3 Level three: digital explorer – anticipating tech-triggered behaviours,
creating new value.

4 Level four: digital ecosystem – building a community of interacting parts.

Too many established businesses are stuck at level one. To them, digital transformation translates to “cost reduction” or doing business-as-usual faster. The first step is for firms to become digitally enabled by enriching their customer view, evolving the social contract with employees who want to work flexibly and accelerate start-ups. Level three is where born-digital firms start. Here, the focus shifts from exploitation – selling the same products to the same customers, albeit in better ways – to exploration. Level-three leaders ask, “How can we rapidly evolve? Where are the opportunities to create new value?”

The most powerful level is four. It involves building and plugging into a digital ecosystem by enabling strategic partners. Microsoft CEO Satya Nadella dedicated an entire chapter to this in his book Hit Refresh, writing, “Healthy partnerships – often difficult but always mutually beneficial – are the natural and much-needed product of the culture we’re building.” To create rather than respond to a digital ecosystem, ask, “How can we identify existing partner pain points? Can we predict innovation? Who can we partner with to build new sources of growth?”

Three challenges

Three major challenges will affect the future workforce. First, we need leaders to model digital behaviours. Humility will serve leaders well in a knowledge-based economy. It’s okay to be an incomplete leader when your followers are technical specialists who probably know more than you. “Ambidexterity” is another: can you exploit existing opportunities and explore new ones at the same time? Harvard’s Michael Tushman said: “This mental balancing act can be one of the toughest of all managerial challenges – it requires executives to explore new opportunities even as they work diligently to exploit existing capabilities – and it’s no surprise that few companies do it well.” Laser vision and the ability to discern what matters now and to look beyond the organisation will also help. Finally, leaders will need agility to get done what needs to be done.

The second linked challenge is finding and hiring the specialist skills that digital business increasingly demands. Technical talent is scarce and demand for it will increase, so finding individuals experienced in, say, AI and robotics will require you to be strategic as a hiring manager. How do you incentivise people when such an imbalance of power exists? By offering them fulfilling careers, meaningful work and, not least, flexibility.

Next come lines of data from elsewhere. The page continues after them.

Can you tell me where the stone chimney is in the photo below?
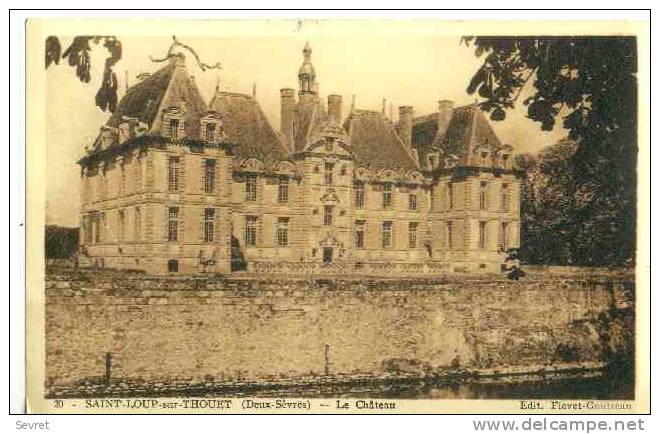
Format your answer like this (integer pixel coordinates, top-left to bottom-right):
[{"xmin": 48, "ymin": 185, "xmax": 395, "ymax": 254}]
[
  {"xmin": 437, "ymin": 99, "xmax": 454, "ymax": 135},
  {"xmin": 328, "ymin": 95, "xmax": 341, "ymax": 124},
  {"xmin": 280, "ymin": 88, "xmax": 296, "ymax": 149},
  {"xmin": 397, "ymin": 105, "xmax": 412, "ymax": 149}
]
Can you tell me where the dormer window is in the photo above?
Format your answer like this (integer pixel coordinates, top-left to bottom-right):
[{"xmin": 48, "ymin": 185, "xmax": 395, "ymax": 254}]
[
  {"xmin": 200, "ymin": 111, "xmax": 222, "ymax": 143},
  {"xmin": 163, "ymin": 107, "xmax": 185, "ymax": 140},
  {"xmin": 502, "ymin": 154, "xmax": 509, "ymax": 169},
  {"xmin": 206, "ymin": 122, "xmax": 216, "ymax": 142},
  {"xmin": 170, "ymin": 119, "xmax": 179, "ymax": 140}
]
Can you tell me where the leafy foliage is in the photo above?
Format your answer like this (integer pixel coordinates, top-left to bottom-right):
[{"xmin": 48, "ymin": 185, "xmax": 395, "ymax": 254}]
[
  {"xmin": 463, "ymin": 37, "xmax": 637, "ymax": 265},
  {"xmin": 45, "ymin": 36, "xmax": 122, "ymax": 112},
  {"xmin": 44, "ymin": 225, "xmax": 79, "ymax": 259}
]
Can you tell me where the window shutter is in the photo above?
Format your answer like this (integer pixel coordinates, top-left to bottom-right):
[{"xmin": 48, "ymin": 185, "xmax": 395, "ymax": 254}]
[
  {"xmin": 199, "ymin": 158, "xmax": 206, "ymax": 194},
  {"xmin": 199, "ymin": 207, "xmax": 206, "ymax": 243},
  {"xmin": 162, "ymin": 205, "xmax": 170, "ymax": 242},
  {"xmin": 179, "ymin": 154, "xmax": 186, "ymax": 193},
  {"xmin": 213, "ymin": 208, "xmax": 222, "ymax": 243},
  {"xmin": 177, "ymin": 206, "xmax": 186, "ymax": 243}
]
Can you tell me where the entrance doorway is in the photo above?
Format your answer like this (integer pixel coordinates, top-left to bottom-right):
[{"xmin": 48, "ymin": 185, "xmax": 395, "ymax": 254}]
[{"xmin": 323, "ymin": 247, "xmax": 332, "ymax": 264}]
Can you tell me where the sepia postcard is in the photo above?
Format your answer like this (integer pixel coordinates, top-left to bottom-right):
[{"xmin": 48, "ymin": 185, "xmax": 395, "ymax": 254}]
[{"xmin": 26, "ymin": 18, "xmax": 650, "ymax": 414}]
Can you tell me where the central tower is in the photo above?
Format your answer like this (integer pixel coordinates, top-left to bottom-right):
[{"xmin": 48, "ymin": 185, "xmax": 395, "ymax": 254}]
[{"xmin": 298, "ymin": 42, "xmax": 318, "ymax": 97}]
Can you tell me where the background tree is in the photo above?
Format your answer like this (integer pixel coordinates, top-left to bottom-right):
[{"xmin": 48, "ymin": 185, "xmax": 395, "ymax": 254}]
[
  {"xmin": 463, "ymin": 37, "xmax": 637, "ymax": 265},
  {"xmin": 44, "ymin": 225, "xmax": 79, "ymax": 259},
  {"xmin": 44, "ymin": 35, "xmax": 221, "ymax": 113}
]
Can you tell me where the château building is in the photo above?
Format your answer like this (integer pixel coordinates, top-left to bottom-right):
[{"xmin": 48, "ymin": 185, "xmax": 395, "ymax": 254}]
[{"xmin": 78, "ymin": 45, "xmax": 520, "ymax": 274}]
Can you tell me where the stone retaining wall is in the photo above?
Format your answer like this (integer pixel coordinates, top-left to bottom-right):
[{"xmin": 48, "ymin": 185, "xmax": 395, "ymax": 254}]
[{"xmin": 46, "ymin": 271, "xmax": 634, "ymax": 396}]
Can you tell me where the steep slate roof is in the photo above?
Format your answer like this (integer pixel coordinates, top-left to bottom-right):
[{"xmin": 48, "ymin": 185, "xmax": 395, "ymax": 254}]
[
  {"xmin": 107, "ymin": 62, "xmax": 175, "ymax": 128},
  {"xmin": 107, "ymin": 55, "xmax": 206, "ymax": 140},
  {"xmin": 344, "ymin": 110, "xmax": 419, "ymax": 171},
  {"xmin": 293, "ymin": 100, "xmax": 327, "ymax": 152},
  {"xmin": 209, "ymin": 92, "xmax": 289, "ymax": 165},
  {"xmin": 412, "ymin": 105, "xmax": 502, "ymax": 164}
]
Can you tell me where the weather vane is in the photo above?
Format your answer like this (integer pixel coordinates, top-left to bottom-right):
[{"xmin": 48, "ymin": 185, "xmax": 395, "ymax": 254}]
[{"xmin": 149, "ymin": 36, "xmax": 222, "ymax": 71}]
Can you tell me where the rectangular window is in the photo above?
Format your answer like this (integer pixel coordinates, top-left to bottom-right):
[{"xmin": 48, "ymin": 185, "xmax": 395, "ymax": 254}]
[
  {"xmin": 500, "ymin": 222, "xmax": 509, "ymax": 249},
  {"xmin": 355, "ymin": 182, "xmax": 364, "ymax": 209},
  {"xmin": 167, "ymin": 157, "xmax": 179, "ymax": 191},
  {"xmin": 277, "ymin": 178, "xmax": 289, "ymax": 203},
  {"xmin": 408, "ymin": 193, "xmax": 417, "ymax": 211},
  {"xmin": 82, "ymin": 215, "xmax": 92, "ymax": 244},
  {"xmin": 382, "ymin": 222, "xmax": 392, "ymax": 249},
  {"xmin": 479, "ymin": 222, "xmax": 486, "ymax": 249},
  {"xmin": 170, "ymin": 119, "xmax": 179, "ymax": 140},
  {"xmin": 133, "ymin": 206, "xmax": 142, "ymax": 241},
  {"xmin": 245, "ymin": 216, "xmax": 257, "ymax": 247},
  {"xmin": 323, "ymin": 163, "xmax": 335, "ymax": 185},
  {"xmin": 167, "ymin": 207, "xmax": 179, "ymax": 243},
  {"xmin": 204, "ymin": 159, "xmax": 215, "ymax": 194},
  {"xmin": 479, "ymin": 181, "xmax": 488, "ymax": 210},
  {"xmin": 447, "ymin": 182, "xmax": 454, "ymax": 209},
  {"xmin": 96, "ymin": 212, "xmax": 105, "ymax": 243},
  {"xmin": 355, "ymin": 220, "xmax": 366, "ymax": 249},
  {"xmin": 275, "ymin": 217, "xmax": 289, "ymax": 247},
  {"xmin": 137, "ymin": 156, "xmax": 144, "ymax": 190},
  {"xmin": 323, "ymin": 205, "xmax": 332, "ymax": 226},
  {"xmin": 206, "ymin": 123, "xmax": 215, "ymax": 142},
  {"xmin": 245, "ymin": 175, "xmax": 257, "ymax": 202},
  {"xmin": 119, "ymin": 162, "xmax": 126, "ymax": 193},
  {"xmin": 204, "ymin": 208, "xmax": 215, "ymax": 243},
  {"xmin": 500, "ymin": 184, "xmax": 510, "ymax": 211},
  {"xmin": 447, "ymin": 222, "xmax": 454, "ymax": 250},
  {"xmin": 117, "ymin": 209, "xmax": 125, "ymax": 241},
  {"xmin": 408, "ymin": 222, "xmax": 418, "ymax": 249},
  {"xmin": 383, "ymin": 184, "xmax": 392, "ymax": 209}
]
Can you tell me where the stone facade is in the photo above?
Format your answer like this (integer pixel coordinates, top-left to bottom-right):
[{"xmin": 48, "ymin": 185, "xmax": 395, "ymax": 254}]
[{"xmin": 79, "ymin": 45, "xmax": 520, "ymax": 274}]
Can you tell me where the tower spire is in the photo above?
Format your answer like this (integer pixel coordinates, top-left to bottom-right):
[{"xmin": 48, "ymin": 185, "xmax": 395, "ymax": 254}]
[{"xmin": 298, "ymin": 42, "xmax": 318, "ymax": 96}]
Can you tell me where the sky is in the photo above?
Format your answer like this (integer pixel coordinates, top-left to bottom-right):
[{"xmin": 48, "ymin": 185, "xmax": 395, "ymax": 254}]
[{"xmin": 44, "ymin": 21, "xmax": 566, "ymax": 226}]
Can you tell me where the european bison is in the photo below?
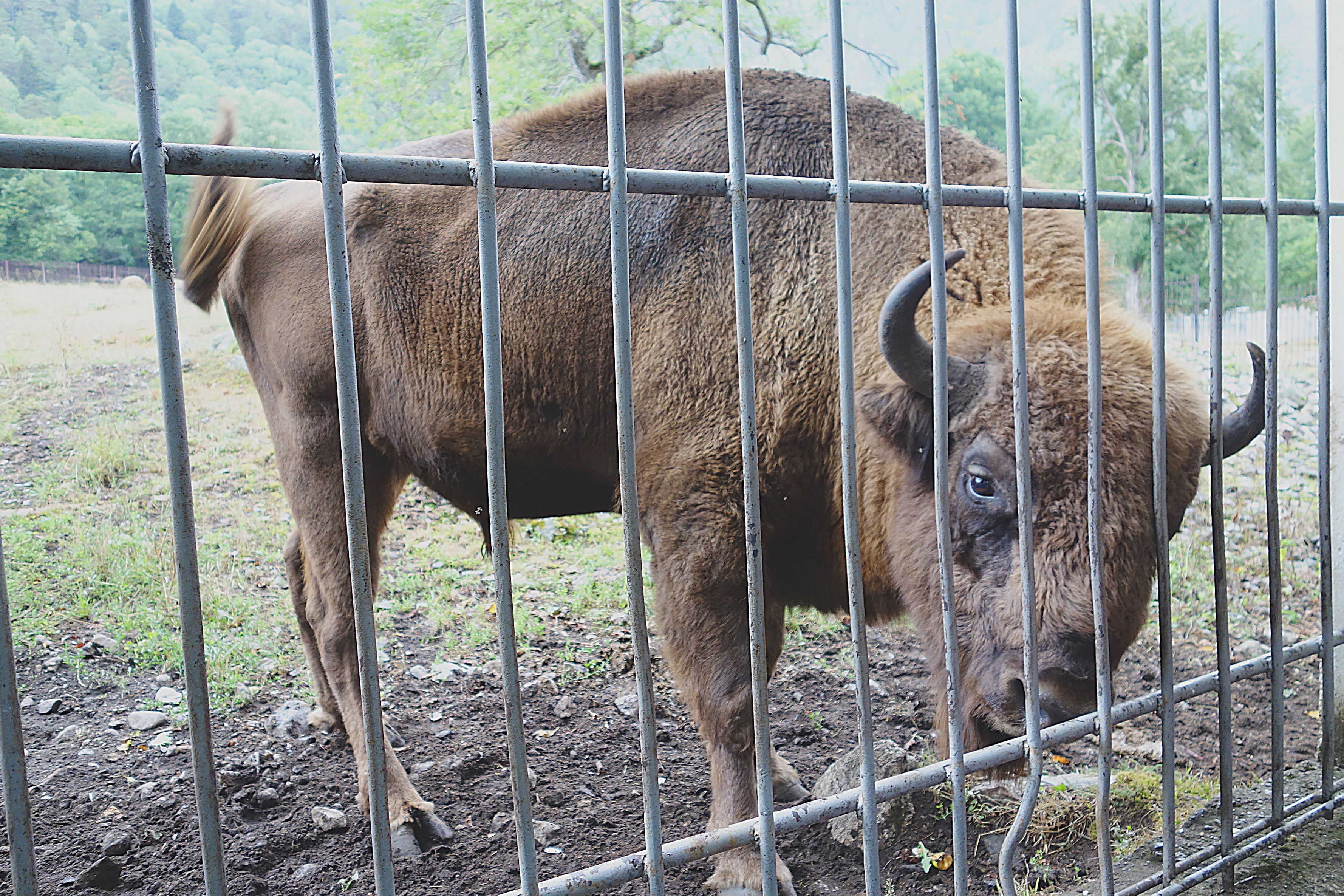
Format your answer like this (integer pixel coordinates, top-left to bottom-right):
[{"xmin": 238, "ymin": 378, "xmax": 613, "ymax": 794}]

The third major challenge is supporting accelerated lifelong learning. It’s so common to hear people say that the key to being a leader is being a lifelong learner. No, it isn’t. The key to being a leader is being supportive of the people on your team to learn faster than they otherwise would. It’s an outer-directive rather than inner-directive behaviour.

The price of not changing

If we stand still, the economy will be inhibited by the dominance of the tech titans. Small businesses will be hobbled by regulation. Defensive strategy from the incumbents will stymie innovation. And if they respond slowly, established enterprises will be swept away.

As Handy said in 1984, there’s no time to lose: “The signs of the future are with us now. The future is not that far away. Guessing at the future patterns of work is not, therefore, a fashionable game of social fiction; it is the prelude to a serious consideration of a whole range of political and societal dilemmas.” He was right, as usual – only today’s future is much closer than it was in 1984.